The National Retail Federation said it welcomed the introduction of legislation that would require Internet retailers to collect sales tax the same as local bricks-and-mortar stores.

“We believe there should be a level playing field where all retailers follow the same rules regardless of whether they sell their merchandise in a bricks-and-mortar store, through the mail or online,” NRF Senior Vice President for Government Relations David French said. “This bill would end a situation where Internet sellers have held an unfair price advantage over local stores for far too long. Tax policy should be channel neutral and not favor one segment of an industry over another.”

The U.S. Supreme Court ruled in 1992’s Quill v. North Dakota that retailers are required to collect sales tax from out-of-state customers only if they have a physical presence such as a store, warehouse or office in the customer’s state. The court held that the 45 state and 7,600 local sales tax systems across the nation were too complicated for a retailer to otherwise know how much tax to collect.

Senate Majority Whip Richard Durbin, D-Ill., last week introduced the Main Street Fairness Act.

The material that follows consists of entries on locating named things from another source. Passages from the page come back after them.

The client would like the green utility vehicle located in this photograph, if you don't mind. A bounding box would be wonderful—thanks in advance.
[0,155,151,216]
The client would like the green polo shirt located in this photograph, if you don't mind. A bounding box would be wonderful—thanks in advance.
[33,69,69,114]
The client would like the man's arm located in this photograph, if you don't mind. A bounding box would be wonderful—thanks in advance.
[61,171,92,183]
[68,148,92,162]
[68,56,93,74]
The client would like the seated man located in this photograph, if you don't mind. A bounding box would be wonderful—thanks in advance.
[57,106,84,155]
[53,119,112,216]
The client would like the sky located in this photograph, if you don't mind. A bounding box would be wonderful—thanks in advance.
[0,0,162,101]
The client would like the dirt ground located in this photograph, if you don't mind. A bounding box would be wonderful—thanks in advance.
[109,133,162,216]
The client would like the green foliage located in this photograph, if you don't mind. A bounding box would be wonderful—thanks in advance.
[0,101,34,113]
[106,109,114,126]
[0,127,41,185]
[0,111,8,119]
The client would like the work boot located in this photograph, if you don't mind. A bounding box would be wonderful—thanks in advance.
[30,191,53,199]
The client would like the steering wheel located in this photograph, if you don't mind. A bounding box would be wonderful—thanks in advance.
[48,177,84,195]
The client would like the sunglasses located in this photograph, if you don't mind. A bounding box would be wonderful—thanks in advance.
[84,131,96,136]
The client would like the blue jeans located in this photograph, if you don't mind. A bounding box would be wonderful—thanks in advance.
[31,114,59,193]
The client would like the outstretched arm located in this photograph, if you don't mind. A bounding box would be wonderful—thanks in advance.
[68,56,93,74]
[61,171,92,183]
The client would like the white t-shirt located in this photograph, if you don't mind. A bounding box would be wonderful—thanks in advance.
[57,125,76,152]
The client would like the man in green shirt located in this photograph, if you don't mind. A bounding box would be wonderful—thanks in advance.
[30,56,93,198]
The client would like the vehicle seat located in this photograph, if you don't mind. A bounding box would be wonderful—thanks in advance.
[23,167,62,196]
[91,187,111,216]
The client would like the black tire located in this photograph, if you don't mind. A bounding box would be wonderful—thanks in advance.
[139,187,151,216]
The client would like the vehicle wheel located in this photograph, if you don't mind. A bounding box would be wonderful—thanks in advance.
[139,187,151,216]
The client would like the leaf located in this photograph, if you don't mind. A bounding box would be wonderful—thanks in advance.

The bill would allow states that have adopted the Streamlined Sales and Use Tax Agreement – which was developed to simplify sales tax laws in response to the Supreme Court ruling – to require out-of-state sellers to collect sales tax whether they have a physical presence or not. The bill would cover all “remote sellers,” which include online retailers, catalog merchants and 1-800 offers on radio and television.

“This is a constitutional snafu that requires a congressional fix,” French said. “The framers of the Constitution never envisioned Internet sales and probably didnt envision catalog sales, so they said interstate commerce should be the purview of Congress. But all trends in retail show that the Internet is growing faster than any other channel of retail, so the longer Congress leaves this unfixed the larger the consequences become and the greater the pressure is to act.”